Eg an 11 letter message would produce (among others) “hello world” and “hello earth” as well as “die planet!”.
It is true for any cipher, but remember that you are not allowed to reuse the key. If you are just scrambling the alphabet, you can never encrypt more than a single character without key reuse.
The first cipher gives directions in yards, in this order: east, south, west, north. When followed in order, this gives a location just north of an old dolomite quarry, 3.95 miles from Buford's Tavern. It's not far off the Appalachian Trail, but not so close that you would stumble on it accidentally.
> "The ineffable truth of this case is that the Mercedes is a naval vessel of Spain and that the wreck of this naval vessel, the vessel's cargo, and any human remains are the natural and legal patrimony of Spain."
Legal opinion seems to be fairly solid on this point.

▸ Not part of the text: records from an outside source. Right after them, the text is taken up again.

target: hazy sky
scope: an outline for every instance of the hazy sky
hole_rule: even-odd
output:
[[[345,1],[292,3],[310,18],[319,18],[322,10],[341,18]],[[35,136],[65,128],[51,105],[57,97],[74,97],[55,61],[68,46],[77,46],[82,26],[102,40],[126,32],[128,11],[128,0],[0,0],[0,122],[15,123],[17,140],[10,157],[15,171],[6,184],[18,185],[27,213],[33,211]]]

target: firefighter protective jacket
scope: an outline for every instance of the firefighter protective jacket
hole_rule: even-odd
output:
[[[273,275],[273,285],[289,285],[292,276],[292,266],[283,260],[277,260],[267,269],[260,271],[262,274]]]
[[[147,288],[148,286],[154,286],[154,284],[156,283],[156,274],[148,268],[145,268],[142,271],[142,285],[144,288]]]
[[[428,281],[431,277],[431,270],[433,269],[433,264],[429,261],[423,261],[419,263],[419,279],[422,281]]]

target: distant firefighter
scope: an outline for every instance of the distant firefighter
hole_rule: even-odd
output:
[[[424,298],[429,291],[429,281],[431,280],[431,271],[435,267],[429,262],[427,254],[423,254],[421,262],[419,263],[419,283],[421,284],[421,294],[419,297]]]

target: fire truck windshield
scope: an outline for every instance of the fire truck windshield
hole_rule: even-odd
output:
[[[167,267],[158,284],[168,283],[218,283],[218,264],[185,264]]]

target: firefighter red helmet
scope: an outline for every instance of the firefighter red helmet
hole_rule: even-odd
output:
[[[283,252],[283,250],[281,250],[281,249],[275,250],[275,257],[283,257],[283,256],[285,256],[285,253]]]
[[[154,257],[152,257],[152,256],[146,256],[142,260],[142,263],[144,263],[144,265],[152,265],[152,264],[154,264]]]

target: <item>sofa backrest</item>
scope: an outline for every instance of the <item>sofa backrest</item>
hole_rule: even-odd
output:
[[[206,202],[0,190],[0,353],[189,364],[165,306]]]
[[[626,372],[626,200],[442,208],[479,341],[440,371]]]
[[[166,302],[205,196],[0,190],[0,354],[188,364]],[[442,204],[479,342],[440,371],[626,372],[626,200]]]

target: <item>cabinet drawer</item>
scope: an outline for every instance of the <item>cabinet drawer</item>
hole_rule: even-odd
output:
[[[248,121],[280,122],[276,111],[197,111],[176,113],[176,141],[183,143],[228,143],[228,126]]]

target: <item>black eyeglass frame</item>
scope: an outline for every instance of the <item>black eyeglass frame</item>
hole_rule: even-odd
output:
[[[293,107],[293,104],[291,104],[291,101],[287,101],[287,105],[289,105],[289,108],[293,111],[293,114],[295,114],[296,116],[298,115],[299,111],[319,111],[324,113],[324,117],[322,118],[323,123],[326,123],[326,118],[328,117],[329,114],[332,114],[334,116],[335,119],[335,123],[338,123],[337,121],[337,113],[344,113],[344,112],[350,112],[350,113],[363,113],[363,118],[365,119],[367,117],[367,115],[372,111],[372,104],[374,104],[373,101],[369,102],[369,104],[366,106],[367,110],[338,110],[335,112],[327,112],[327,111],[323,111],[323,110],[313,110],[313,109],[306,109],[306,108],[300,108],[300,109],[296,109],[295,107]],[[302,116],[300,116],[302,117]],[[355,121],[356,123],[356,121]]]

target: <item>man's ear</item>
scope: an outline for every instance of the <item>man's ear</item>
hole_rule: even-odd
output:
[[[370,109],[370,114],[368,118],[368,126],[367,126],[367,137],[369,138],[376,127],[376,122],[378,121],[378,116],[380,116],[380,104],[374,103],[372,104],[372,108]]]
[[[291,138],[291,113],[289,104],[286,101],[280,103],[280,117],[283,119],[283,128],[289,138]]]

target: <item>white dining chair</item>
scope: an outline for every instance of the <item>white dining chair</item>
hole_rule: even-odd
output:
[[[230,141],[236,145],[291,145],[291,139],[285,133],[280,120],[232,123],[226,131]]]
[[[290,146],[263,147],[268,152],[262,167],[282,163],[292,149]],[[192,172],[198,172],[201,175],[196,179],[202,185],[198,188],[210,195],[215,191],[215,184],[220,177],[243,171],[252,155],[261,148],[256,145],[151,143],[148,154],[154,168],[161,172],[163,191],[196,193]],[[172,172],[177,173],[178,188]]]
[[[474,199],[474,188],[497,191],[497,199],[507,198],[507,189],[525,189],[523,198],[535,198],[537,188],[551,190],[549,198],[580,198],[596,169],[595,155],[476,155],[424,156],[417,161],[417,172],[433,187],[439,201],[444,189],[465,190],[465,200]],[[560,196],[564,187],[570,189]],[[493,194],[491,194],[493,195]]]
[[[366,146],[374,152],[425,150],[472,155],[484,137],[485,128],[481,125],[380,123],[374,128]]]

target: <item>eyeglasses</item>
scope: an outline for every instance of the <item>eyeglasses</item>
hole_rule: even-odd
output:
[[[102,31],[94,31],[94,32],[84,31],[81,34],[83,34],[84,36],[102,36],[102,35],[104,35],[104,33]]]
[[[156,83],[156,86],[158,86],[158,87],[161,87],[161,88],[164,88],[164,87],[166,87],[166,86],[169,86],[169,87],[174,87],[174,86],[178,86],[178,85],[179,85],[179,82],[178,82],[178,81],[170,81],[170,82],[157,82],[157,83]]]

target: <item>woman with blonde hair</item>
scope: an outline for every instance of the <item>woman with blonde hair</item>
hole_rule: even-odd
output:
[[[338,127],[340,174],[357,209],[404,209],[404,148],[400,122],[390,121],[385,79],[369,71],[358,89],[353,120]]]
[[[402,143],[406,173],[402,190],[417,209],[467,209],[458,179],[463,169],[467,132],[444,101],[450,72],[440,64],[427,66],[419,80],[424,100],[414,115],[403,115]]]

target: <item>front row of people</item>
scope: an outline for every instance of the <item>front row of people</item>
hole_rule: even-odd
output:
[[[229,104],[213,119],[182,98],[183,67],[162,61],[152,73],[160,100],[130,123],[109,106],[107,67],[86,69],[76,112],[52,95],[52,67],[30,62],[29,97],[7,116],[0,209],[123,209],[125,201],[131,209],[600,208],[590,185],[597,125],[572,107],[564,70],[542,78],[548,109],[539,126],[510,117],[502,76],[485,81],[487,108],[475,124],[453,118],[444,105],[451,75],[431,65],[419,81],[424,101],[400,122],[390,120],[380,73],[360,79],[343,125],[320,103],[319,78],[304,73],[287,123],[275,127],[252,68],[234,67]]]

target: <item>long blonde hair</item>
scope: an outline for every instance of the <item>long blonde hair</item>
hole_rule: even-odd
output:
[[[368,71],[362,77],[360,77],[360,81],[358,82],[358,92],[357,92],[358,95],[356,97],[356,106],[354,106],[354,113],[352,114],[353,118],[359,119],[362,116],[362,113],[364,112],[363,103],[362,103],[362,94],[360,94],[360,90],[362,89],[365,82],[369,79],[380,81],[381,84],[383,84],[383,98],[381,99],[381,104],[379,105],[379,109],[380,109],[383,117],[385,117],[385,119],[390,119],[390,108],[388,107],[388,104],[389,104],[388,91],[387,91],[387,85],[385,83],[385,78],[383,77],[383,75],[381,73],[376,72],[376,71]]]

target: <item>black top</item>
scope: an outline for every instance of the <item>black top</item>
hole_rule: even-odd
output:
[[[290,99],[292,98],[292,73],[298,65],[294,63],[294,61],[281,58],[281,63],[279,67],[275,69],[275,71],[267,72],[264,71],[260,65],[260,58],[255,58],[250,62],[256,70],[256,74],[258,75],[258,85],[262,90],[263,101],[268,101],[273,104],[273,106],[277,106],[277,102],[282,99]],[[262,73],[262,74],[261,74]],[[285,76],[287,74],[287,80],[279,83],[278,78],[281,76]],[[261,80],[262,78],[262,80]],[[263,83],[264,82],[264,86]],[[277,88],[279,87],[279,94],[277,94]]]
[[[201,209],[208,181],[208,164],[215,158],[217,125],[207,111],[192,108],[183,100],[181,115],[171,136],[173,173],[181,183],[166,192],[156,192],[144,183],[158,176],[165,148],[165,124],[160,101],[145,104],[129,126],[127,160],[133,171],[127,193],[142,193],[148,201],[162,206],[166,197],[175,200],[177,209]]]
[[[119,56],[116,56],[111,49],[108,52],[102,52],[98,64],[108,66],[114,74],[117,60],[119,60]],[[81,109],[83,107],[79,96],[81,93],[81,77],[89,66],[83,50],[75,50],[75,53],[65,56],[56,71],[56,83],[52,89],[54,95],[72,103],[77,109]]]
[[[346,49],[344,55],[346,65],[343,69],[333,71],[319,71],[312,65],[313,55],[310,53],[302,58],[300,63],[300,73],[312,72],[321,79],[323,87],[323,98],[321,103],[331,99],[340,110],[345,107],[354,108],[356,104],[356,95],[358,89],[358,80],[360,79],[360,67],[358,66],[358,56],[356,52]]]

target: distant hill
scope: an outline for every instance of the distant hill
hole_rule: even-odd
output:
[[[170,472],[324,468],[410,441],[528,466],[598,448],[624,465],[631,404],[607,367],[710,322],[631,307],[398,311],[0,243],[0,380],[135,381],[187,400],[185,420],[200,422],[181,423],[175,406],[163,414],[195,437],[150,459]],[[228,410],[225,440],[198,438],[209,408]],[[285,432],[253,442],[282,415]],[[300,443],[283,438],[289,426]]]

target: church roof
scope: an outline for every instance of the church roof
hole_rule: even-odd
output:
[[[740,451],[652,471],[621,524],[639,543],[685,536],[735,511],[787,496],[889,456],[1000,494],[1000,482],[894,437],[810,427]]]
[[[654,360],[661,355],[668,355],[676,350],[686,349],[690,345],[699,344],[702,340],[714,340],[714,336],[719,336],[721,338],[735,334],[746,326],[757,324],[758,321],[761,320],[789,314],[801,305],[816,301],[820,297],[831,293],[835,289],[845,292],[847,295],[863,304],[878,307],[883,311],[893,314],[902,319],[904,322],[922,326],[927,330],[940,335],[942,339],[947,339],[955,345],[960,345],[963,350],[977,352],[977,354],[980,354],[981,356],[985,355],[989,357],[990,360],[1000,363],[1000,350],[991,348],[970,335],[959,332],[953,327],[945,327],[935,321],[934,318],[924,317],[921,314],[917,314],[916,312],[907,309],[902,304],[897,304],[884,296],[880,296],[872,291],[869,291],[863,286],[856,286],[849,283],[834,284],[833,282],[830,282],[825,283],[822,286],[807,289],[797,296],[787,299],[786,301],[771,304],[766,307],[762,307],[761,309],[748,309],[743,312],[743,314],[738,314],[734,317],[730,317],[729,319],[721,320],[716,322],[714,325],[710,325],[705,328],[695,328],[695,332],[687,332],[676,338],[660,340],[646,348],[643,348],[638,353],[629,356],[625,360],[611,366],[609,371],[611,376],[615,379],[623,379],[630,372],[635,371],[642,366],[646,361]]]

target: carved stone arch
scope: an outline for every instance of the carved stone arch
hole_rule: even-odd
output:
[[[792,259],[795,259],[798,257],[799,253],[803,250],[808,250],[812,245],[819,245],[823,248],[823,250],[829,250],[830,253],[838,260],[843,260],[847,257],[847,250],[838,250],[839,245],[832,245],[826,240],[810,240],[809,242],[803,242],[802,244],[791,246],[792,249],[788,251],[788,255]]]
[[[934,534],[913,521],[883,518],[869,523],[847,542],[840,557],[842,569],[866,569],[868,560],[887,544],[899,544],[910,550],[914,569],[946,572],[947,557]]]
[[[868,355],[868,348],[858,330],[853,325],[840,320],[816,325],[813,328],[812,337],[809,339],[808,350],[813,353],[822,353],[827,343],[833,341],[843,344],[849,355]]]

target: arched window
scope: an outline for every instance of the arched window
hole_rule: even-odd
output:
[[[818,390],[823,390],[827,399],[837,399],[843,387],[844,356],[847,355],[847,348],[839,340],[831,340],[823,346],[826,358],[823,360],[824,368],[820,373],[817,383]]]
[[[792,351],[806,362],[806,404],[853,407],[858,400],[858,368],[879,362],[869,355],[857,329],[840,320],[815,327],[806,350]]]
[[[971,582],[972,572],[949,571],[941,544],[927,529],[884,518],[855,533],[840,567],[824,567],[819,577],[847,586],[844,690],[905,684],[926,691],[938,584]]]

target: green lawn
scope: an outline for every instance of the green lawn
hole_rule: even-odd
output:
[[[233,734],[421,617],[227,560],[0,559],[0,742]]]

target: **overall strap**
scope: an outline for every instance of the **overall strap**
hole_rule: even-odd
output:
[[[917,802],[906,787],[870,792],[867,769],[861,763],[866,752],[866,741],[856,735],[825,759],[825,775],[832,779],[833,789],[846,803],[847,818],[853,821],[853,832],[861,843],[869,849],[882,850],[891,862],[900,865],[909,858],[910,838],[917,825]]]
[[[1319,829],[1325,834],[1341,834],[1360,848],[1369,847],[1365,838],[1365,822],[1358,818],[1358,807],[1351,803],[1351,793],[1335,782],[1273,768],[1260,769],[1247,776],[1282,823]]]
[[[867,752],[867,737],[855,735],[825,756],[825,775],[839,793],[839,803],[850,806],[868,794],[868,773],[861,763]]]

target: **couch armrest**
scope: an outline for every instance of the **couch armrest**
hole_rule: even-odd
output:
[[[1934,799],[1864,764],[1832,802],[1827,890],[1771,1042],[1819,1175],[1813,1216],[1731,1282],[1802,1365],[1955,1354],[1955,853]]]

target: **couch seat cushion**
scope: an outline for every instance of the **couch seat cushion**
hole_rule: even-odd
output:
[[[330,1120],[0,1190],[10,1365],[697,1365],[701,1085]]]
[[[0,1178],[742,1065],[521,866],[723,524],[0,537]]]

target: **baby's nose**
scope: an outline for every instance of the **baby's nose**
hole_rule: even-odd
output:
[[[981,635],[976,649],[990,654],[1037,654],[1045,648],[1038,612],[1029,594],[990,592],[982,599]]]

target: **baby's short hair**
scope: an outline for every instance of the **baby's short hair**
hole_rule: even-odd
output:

Perhaps the lesson instead should be to not pillage national warships.
> “Beale Cyphers 1 and 3 are ‘for real,’” Hammer concluded. “They are not random doodles but do contain intelligence and messages of some sort. Further attempts at decoding are indeed warranted.”
Be careful of concluding that. The human brain is a bad random number generator. A hoaxer trying to write random gibberish in those days would do it by hand, not by rolling dice to ensure uniform randomness, and the handwritten gibberish would inevitably contain patterns.